Watch out for suspicious emails

Never respond to emails asking you to provide personal information or install an app. And never ever  open emails with attachments from unknown senders. But most importantly, always follow your gut: if an email seems suspicious, it probably is — stay away from it.

Keep your Mac up-to-date

Make sure your Mac always runs the latest software. When notified about software updates, install them immediately. By following this simple rule, you’ll get rid of any security flaws regularly addressed by Apple. 

Install apps from reliable sources

With every app from an unreliable source comes a risk of malware infection. Therefore, ensure that only trustworthy software runs on your Mac.
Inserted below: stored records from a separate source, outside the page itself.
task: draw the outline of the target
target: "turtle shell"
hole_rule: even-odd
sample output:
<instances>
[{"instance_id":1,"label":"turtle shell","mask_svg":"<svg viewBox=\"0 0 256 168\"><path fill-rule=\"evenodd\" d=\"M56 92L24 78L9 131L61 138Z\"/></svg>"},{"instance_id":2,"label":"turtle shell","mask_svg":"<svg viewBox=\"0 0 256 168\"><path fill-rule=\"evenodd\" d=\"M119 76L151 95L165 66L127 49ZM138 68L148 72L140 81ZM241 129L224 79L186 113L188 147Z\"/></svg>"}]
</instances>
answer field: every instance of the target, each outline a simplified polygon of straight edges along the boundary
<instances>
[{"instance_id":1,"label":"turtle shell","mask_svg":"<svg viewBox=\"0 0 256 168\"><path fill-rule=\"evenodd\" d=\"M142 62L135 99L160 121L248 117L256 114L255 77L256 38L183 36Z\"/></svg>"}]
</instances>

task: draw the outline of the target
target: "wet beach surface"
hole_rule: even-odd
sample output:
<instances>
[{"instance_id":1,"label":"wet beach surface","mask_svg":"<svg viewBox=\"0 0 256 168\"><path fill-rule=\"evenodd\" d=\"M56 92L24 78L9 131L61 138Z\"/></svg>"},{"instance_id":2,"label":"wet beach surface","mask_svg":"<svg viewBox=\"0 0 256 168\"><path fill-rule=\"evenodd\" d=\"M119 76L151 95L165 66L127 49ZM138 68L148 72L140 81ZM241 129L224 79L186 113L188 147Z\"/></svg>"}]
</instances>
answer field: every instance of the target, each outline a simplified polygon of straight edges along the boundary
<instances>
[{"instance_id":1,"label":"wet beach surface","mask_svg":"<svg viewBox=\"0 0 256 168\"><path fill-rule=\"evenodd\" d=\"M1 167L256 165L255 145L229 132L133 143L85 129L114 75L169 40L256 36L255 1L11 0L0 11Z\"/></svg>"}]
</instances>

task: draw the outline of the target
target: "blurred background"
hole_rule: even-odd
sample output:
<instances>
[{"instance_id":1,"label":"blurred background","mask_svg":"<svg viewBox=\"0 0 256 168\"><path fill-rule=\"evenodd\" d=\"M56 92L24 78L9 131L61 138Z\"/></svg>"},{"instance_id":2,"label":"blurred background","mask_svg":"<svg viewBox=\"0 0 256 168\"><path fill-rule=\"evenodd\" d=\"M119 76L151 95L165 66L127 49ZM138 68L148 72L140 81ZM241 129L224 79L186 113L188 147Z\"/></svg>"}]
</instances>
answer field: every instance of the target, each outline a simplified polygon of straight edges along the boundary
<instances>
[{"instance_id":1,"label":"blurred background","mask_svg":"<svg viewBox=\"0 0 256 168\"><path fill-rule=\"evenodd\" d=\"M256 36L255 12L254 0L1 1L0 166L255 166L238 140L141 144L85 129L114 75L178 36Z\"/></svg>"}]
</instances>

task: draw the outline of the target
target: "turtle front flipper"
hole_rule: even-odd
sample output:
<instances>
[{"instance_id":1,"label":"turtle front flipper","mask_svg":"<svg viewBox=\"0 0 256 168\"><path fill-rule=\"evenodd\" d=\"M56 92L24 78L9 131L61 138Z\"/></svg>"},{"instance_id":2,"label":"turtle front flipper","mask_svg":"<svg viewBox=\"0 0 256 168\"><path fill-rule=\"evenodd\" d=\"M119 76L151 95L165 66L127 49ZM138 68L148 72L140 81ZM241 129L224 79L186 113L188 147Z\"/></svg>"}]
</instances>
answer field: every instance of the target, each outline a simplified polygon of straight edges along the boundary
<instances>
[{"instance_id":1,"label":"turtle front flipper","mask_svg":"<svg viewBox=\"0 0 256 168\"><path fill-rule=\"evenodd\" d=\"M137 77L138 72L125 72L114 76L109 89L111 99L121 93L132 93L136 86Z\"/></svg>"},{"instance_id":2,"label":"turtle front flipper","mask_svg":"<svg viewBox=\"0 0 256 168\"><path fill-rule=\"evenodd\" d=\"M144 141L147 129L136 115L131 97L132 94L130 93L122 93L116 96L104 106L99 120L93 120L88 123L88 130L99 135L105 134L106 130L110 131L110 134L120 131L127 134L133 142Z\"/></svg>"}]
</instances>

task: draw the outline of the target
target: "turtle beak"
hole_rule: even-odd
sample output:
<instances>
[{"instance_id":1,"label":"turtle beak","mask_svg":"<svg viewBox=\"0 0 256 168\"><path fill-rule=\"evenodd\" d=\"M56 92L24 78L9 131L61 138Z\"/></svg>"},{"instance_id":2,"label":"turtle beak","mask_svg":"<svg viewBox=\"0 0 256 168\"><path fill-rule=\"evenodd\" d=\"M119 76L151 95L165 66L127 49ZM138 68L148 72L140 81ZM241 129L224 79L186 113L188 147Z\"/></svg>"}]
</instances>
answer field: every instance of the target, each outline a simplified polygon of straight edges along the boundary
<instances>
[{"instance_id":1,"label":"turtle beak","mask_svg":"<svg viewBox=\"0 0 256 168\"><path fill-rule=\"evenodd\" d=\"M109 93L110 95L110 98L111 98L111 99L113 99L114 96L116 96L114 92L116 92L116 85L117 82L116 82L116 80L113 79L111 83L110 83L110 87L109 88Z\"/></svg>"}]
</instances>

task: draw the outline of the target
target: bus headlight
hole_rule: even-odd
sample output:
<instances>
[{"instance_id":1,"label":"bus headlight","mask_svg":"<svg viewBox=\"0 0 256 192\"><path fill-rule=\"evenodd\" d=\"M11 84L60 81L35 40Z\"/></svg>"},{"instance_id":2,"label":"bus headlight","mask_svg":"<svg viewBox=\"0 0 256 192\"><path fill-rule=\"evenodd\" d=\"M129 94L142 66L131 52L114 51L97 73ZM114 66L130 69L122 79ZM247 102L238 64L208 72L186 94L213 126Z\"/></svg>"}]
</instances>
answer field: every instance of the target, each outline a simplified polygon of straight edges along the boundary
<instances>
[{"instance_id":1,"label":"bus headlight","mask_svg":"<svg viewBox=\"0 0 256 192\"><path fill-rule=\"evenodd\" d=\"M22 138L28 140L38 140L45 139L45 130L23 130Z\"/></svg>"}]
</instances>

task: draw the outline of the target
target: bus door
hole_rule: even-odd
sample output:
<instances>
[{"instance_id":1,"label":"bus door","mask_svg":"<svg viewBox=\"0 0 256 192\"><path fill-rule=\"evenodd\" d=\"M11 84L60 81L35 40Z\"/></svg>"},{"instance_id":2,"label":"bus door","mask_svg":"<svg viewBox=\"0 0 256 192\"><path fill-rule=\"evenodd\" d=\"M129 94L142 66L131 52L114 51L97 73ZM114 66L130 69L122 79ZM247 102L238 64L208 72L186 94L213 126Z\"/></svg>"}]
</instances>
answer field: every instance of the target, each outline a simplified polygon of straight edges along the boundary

The easiest way to do it is to download all apps from the App Store or the websites of reliable software developers.  

Be wary of browser pop-ups

Look closely at any pop-up prompting you to do something. Does it have a poor quality logo, spelling errors, or an URL? Don’t click on it if it looks even slightly suspicious.

Stay away from free downloads

Although not all free software is unsafe, some free apps do have the potential to harm your Mac. Before downloading any free software, make sure you trust its developers.

Takeaway message

Once your Mac is infected, malware can stay there forever, ruining your user experience and compromising your privacy. Unless, of course, you follow this guide on malware removal. And even then, success is far from guaranteed.

 

Because of the widespread threat of malware, it’s essential to adopt safe browsing habits. It also never hurts to have a solid antivirus installed on your Mac.

 

With a pinch of precaution and a little bit of caution, your Mac will stay virus-free.